Specifically, the paper on the electricity price brake says: “Private households can be credited with a certain amount of electricity at a reduced price (basic consumption).

Households are noticeably relieved financially and at the same time there is an incentive to save energy.

For small and medium-sized companies with a utility tariff, the same processing applies as for households.”

The electricity price brake is, at least according to the wording of the paper, one of the points in the relief package, from which not only the recipients of transfer payments but also the working middle class and medium-sized entrepreneurs should benefit.

The only other significant relief for them is the adjustment of the tax rate to inflation (reduction of the cold progression), the increase in child benefit and the full deductibility of the pension insurance contributions – which was a matter of course in previous years.

Low-income households should benefit

Before Habeck's spokeswoman commented on the electricity price brake, Green Party leader Omid Nouripour had already made it clear that the electricity price brake should primarily benefit people with little money.

It will be about a small amount of electricity that you need to make ends meet, he said on "Deutschlandfunk": "We are talking about a family in 48 square meters and not about a villa." Such households should cover 100 percent of their consumption in the Price capped, others only a fraction.

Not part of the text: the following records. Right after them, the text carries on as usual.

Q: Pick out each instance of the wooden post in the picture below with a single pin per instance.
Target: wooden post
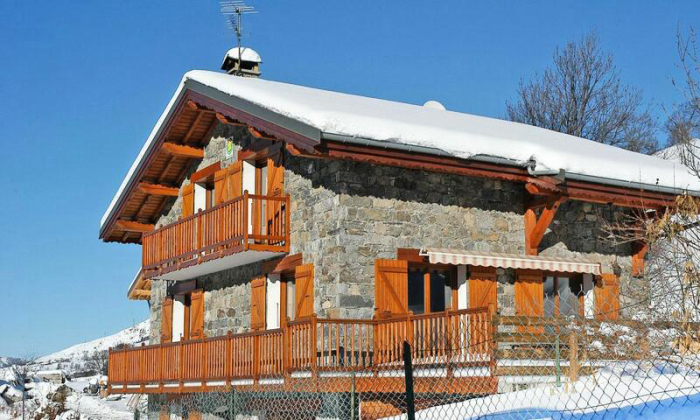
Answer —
(493, 331)
(312, 345)
(246, 223)
(228, 363)
(142, 367)
(161, 363)
(286, 223)
(573, 357)
(182, 364)
(256, 357)
(408, 369)
(205, 360)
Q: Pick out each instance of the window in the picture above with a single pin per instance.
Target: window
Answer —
(290, 284)
(430, 289)
(563, 296)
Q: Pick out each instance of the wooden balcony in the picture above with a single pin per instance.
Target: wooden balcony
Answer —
(240, 231)
(455, 344)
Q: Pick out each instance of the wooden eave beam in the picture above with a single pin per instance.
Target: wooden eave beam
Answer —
(183, 151)
(535, 227)
(131, 226)
(156, 189)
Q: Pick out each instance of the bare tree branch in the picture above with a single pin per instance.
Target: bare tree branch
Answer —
(582, 95)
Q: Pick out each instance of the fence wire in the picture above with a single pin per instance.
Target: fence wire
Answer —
(601, 366)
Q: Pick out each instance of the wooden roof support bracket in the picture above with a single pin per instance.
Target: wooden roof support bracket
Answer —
(155, 189)
(535, 228)
(130, 226)
(183, 151)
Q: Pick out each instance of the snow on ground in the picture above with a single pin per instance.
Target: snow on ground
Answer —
(132, 336)
(622, 390)
(75, 359)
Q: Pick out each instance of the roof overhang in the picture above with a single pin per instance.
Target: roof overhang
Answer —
(193, 97)
(500, 260)
(140, 288)
(227, 109)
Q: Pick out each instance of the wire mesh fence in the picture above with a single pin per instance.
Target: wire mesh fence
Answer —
(452, 365)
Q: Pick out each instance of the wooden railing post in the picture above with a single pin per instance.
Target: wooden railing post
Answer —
(312, 345)
(205, 360)
(256, 357)
(181, 373)
(228, 363)
(573, 357)
(286, 223)
(285, 347)
(493, 331)
(161, 363)
(246, 223)
(124, 377)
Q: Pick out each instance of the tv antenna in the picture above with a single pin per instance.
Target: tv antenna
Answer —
(233, 11)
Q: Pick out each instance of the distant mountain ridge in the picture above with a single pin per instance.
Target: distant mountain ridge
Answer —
(74, 358)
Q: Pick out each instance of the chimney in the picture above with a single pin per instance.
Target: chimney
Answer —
(248, 65)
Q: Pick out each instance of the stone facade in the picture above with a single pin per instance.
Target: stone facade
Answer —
(346, 214)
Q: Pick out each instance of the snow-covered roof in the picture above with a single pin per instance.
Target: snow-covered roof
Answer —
(455, 133)
(247, 54)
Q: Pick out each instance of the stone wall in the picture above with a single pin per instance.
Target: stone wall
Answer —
(346, 214)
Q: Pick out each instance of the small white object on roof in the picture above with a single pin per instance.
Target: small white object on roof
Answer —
(434, 105)
(246, 54)
(498, 260)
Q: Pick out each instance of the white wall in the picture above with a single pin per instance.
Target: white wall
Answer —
(178, 317)
(589, 296)
(200, 198)
(273, 302)
(249, 184)
(462, 294)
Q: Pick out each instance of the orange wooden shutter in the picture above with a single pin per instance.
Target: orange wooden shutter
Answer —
(482, 288)
(235, 180)
(221, 186)
(166, 321)
(275, 187)
(529, 296)
(607, 297)
(391, 286)
(258, 299)
(197, 314)
(187, 200)
(304, 279)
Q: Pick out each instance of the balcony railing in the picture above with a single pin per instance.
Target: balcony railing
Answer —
(310, 347)
(246, 223)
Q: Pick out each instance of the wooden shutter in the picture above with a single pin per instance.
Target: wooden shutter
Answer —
(234, 173)
(221, 186)
(391, 286)
(482, 288)
(166, 321)
(188, 200)
(529, 296)
(304, 280)
(257, 312)
(275, 187)
(197, 314)
(607, 297)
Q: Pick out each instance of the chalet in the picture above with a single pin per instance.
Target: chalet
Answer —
(286, 231)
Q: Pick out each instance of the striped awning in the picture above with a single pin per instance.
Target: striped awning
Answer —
(491, 259)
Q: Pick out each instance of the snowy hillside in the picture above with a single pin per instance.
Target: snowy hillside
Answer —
(73, 359)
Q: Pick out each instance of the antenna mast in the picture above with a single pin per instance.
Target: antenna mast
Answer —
(233, 11)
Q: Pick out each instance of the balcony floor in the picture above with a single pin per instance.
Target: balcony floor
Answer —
(218, 264)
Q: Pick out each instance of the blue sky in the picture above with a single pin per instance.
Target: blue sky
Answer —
(82, 83)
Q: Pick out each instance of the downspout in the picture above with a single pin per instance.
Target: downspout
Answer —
(508, 162)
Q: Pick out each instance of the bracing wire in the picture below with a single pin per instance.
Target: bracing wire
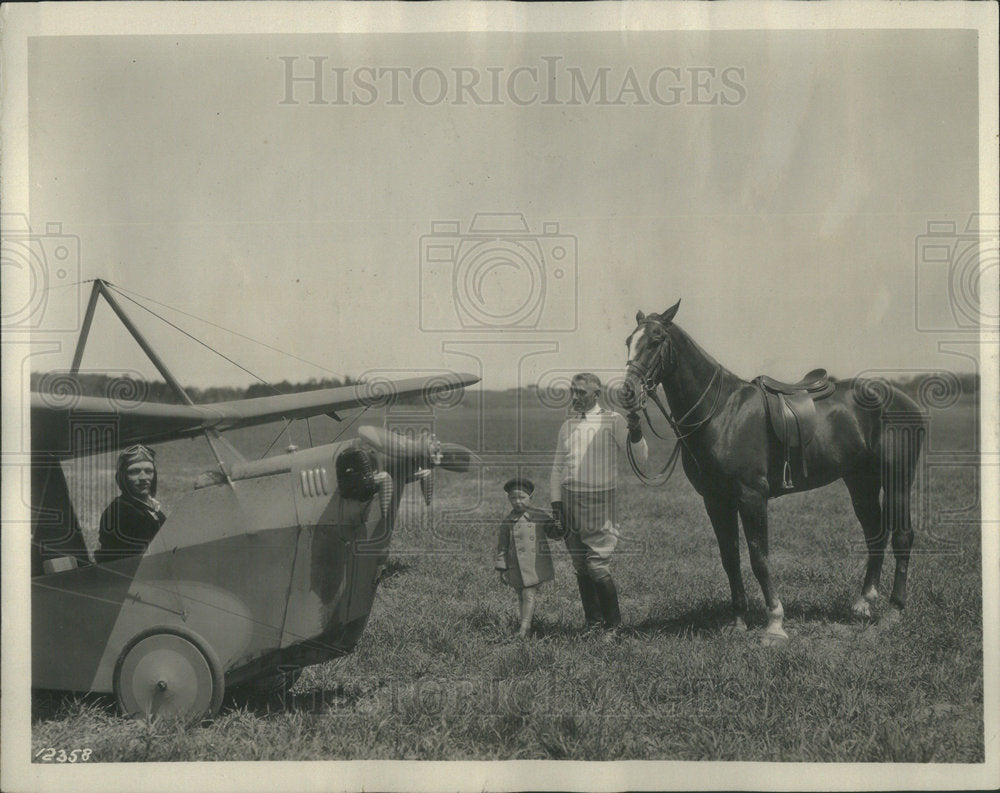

Many details are still open as to how the 19 relief measures, some of which have several sub-items, are to be financed.

Even on Monday, the federal government could not explain how the figure of 65 billion euros in relief is actually composed.

Finance Minister Christian Lindner (FDP) only said on Sunday that 32 billion euros should be financed from the existing budget plans for this year and next.

Part of the promised relief is to come from the companies, such as the electricity producers, whose "chance profits" are now to be redistributed.

Other measures such as the 49 or 69 euro ticket are to be co-financed by the federal states, although their willingness to do so has so far varied.